Rural-urban divide in Winnebago County

Sophia Voight, Asst. News Editor

On an election map of Winnebago County, Oshkosh typically stands out like a blue island in a sea of red.

Like many urban areas in the country, the city of Oshkosh tends to lean heavily democratic in presidential and local elections, while the surrounding rural areas remain securely republican.

“Across the state, the big divide is between the metropolitan areas and small towns in rural Wisconsin,” UW Oshkosh political science professor James Simmons said.

Oshkosh’s classification as an urban area with a university and a white-collar dominated workforce gives it a democratic edge against the Republican stronghold in the more rural areas of the county.

In this year’s general election, President Donald Trump and Republicans performed well in rural small towns, especially among white men, Simmons said.

Biden and Democrats, on the other hand, carried the city of Oshkosh fairly easily.

Winnebago County voting patterns in the 2016 presidential election show the rural-urban divide between Oshkosh and the rest of the county (Courtesy of James Simmons)

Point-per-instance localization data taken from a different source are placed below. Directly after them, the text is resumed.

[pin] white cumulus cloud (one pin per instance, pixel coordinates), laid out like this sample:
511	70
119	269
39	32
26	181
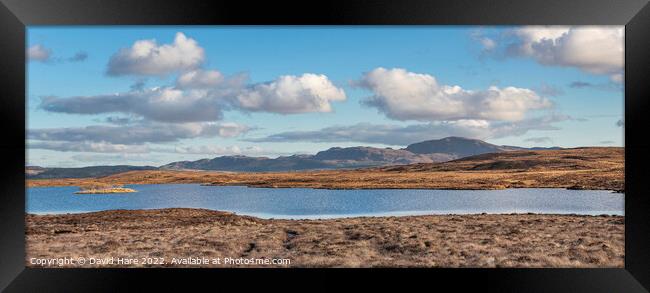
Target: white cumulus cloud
404	95
199	79
146	57
38	53
290	94
593	49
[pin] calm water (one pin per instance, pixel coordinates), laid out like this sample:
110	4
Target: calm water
300	203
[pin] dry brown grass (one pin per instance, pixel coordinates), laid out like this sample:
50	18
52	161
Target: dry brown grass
523	240
581	168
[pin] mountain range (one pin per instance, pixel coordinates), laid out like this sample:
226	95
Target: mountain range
431	151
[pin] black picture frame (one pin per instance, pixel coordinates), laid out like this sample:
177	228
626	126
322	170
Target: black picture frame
15	15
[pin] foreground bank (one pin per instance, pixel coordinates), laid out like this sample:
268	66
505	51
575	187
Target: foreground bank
524	240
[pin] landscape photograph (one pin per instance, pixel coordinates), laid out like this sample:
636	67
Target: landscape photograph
325	146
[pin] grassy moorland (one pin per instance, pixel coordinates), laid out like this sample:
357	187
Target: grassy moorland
579	168
522	240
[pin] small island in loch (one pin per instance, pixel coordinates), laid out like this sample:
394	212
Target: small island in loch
103	188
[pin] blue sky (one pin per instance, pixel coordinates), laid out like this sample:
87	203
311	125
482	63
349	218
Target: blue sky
283	90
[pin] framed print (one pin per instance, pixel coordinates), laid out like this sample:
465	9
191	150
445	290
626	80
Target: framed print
494	141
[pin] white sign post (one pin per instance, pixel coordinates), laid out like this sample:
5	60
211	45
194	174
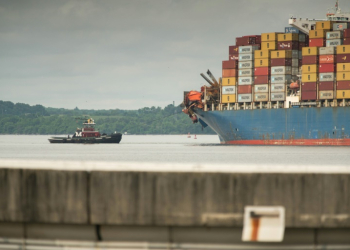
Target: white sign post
263	223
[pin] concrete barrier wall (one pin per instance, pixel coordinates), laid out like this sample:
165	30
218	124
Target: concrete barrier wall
171	199
43	196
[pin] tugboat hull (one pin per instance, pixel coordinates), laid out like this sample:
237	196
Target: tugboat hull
114	138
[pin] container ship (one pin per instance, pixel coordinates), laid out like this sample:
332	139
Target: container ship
282	88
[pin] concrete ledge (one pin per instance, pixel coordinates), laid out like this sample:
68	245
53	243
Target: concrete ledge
187	199
177	235
217	199
43	196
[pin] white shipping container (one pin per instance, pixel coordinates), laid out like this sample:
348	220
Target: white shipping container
278	87
261	88
334	35
245	72
261	97
295	71
327	50
302	38
334	42
281	79
340	26
246	65
246	80
281	70
325	94
247	49
295	63
245	57
245	98
228	90
278	96
295	54
326	77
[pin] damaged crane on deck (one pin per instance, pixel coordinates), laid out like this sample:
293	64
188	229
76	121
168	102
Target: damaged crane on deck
206	99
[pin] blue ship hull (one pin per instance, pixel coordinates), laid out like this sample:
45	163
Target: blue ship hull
292	126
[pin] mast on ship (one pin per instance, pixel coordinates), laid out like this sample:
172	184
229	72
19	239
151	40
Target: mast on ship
306	24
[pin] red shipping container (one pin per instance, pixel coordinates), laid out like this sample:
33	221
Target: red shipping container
343	85
257	38
317	42
325	86
262	71
229	64
244	89
261	79
327	59
343	58
233	57
346	33
302	45
288	45
229	72
308	86
233	50
346	41
308	95
281	62
324	68
244	41
307	60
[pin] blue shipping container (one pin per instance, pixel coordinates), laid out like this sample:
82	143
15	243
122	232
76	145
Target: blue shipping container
291	30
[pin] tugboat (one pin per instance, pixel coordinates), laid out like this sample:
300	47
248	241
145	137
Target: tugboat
88	134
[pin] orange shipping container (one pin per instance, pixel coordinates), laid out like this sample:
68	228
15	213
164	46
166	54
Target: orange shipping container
309	77
262	54
343	49
269	45
228	98
229	72
317	33
343	76
269	37
310	51
228	81
327	59
308	69
343	94
261	63
288	37
324	25
343	67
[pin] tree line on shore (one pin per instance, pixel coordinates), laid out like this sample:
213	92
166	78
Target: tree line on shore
22	118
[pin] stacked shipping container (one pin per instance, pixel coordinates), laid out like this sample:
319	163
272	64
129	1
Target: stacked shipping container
245	72
262	73
343	72
229	74
261	67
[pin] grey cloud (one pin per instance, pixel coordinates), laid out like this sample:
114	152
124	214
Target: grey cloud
126	54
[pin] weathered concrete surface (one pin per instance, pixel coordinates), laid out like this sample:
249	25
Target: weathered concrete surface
171	199
217	199
43	196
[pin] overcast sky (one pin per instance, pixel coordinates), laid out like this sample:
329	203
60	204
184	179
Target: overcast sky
108	54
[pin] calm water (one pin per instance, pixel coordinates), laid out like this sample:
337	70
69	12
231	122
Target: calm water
170	149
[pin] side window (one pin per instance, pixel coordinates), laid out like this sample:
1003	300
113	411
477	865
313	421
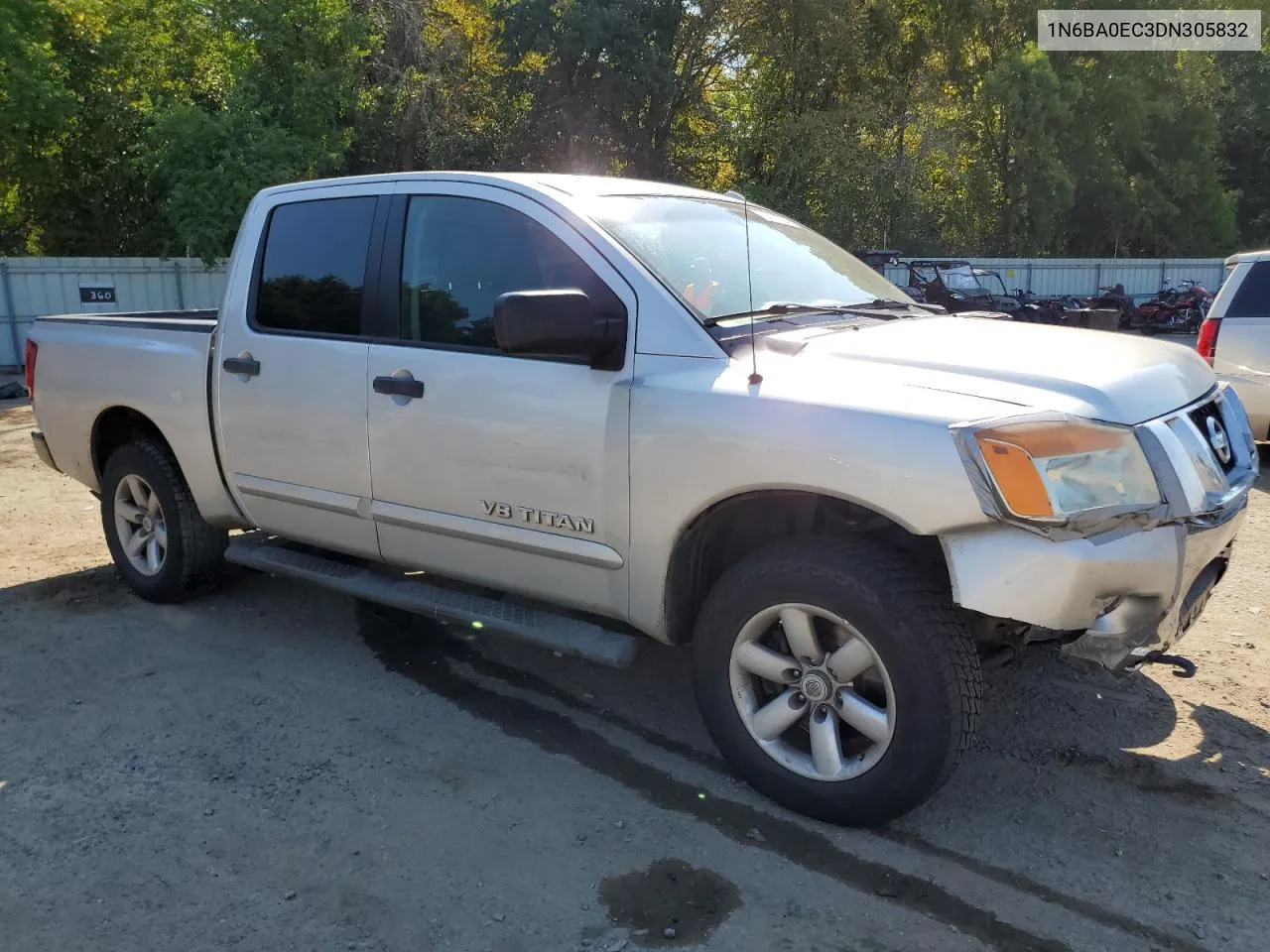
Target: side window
1252	298
461	254
314	267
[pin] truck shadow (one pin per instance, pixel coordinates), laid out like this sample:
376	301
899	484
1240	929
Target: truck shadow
1055	794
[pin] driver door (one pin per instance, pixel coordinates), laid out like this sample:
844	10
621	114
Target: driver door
509	471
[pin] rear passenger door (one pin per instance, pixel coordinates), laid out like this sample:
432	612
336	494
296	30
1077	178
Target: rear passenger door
1242	353
509	471
291	376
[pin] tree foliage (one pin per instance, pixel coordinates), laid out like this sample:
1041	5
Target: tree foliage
145	126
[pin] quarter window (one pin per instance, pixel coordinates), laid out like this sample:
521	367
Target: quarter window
461	254
1252	298
314	267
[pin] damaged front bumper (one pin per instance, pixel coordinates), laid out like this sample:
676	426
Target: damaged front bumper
1124	593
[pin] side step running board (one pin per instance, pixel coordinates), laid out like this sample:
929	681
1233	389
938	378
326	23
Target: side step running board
559	633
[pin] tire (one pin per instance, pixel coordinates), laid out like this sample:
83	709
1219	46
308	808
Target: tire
191	557
926	664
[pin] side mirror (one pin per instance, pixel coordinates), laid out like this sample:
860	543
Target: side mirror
559	322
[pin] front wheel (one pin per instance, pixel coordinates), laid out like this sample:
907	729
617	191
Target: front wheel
835	679
158	539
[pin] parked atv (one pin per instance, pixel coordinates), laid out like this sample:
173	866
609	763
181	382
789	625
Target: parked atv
960	287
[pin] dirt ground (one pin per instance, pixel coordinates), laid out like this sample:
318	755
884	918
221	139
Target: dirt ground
267	769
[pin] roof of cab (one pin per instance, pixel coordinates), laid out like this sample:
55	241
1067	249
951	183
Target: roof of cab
579	185
1264	254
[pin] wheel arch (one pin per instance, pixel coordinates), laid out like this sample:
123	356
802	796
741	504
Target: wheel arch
116	426
729	530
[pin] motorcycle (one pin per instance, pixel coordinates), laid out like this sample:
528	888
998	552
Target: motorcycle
1175	309
1112	298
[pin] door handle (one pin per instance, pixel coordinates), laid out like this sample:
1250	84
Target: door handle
241	366
408	388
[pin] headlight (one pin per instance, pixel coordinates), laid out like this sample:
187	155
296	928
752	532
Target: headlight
1052	470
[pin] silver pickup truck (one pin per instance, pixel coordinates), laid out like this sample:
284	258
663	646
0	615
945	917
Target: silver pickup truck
583	411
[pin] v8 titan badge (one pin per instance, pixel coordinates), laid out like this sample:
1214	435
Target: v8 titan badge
539	517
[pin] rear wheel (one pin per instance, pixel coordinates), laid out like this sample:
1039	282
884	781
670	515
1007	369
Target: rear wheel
159	542
835	679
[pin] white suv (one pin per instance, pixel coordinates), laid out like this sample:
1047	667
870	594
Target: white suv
1236	335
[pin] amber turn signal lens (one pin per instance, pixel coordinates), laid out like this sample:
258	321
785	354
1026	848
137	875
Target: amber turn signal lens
1011	453
1016	477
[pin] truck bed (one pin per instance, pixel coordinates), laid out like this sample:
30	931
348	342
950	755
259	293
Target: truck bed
150	363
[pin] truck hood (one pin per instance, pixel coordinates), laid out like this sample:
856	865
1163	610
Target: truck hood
1097	375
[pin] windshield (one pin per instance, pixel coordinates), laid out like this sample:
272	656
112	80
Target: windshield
992	282
698	246
961	278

Oshkosh residents leaned democratic in every red/blue race on their ballot, according to official election results.
But if you zoom out to the county, Republicans were able to win by substantial margins in many voting districts, often winning by over 40% of the total vote, according to official election results.

This deep rural red helped Republicans score wins in every state and local election on this year’s ballot and offsetting the high democratic vote in urban areas like Oshkosh and Neenah.

Due to the rural, urban divide between Oshkosh and Winnebago County, Republicans have been able to maintain a stronghold in every county-wide elections.

Rural parts of the county are so overwhelmingly Republican and make up a substantial amount of the county vote that Democrats usually won’t even run candidates in county elections because they know they won’t win, Simmons said.
The Winnebago County clerk, treasurer and district attorney all ran unopposed this election, and all were Republicans.

Rural areas are primarily composed of white people and blue-collar workers who tend to vote Republican, but in the city of Oshkosh, Democrats have the advantage due to ties to the university and the more white-collar professionals in the city.

Simmons said the city hasn’t always been this way though. Oshkosh used to be far more Republican but has slowly become deep blue over the past few decades.

Oshkosh has lost a lot of its manufacturing employers which tended to attract Republican voters and the industries that have stayed unionized whose members tend to vote democratic, according to Simmons.

Simmons said with the loss of manufacturing industries that once heavily employed large portions of Oshkosh residents, the city has lost much of its republican base.

“It has become a postindustrial city and become more white-collar, more professional,” he said.

Simmons said the increase of racial minorities in Oshkosh has also contributed to the shift in our voting patterns.

While Winnebago County remains predominantly white giving them a Republican edge, Oshkosh’s minority populations tend to be more favorable to Democratic candidates.

“[Oshkosh] is still overwhelmingly white but we’re becoming somewhat more diverse and that’s more favorable to the Democrats,” he said.

Simmons said UW Oshkosh plays a large role in the way Oshkosh residents vote as the third-largest employer in the city.

“The university is one of the major employers in the city,” he said. “So, the city is much less manufacturing and more professional.”

White-collar workers often lean blue in national and local elections as Democratic candidates are typically more supportive of higher education, Simmons said.

A number of the Democratic candidates in this election had direct ties to the university. U.S. congressional candidate Jessica King graduated from UWO and state senate candidate Aaron Wojciechowski is a recent political science and economics graduate of UWO.

College students also tend to vote more democratic, Simmons said. Some of the heaviest blue voting districts in the city were the ones surrounding the college campus.

Simmons said Biden won the presidential vote among students by a substantial margin of roughly 58% of the vote while Trump only got 39% of the student vote.

This is opposed to the total city vote where the margins were slightly smaller, allocating 52% of the vote to Biden and 44% to Trump, according to official election results.

Democratic candidate Hillary Clinton wasn’t able to score as large of a margin for the Democrats in 2016 among UWO students as Biden was able to do this year.

Clinton won roughly 47% of the student vote while Trump got 41%, according to Simmons.

“One of the most democratic sections of Oshkosh in presidential election years is in the student districts,” Simmons said.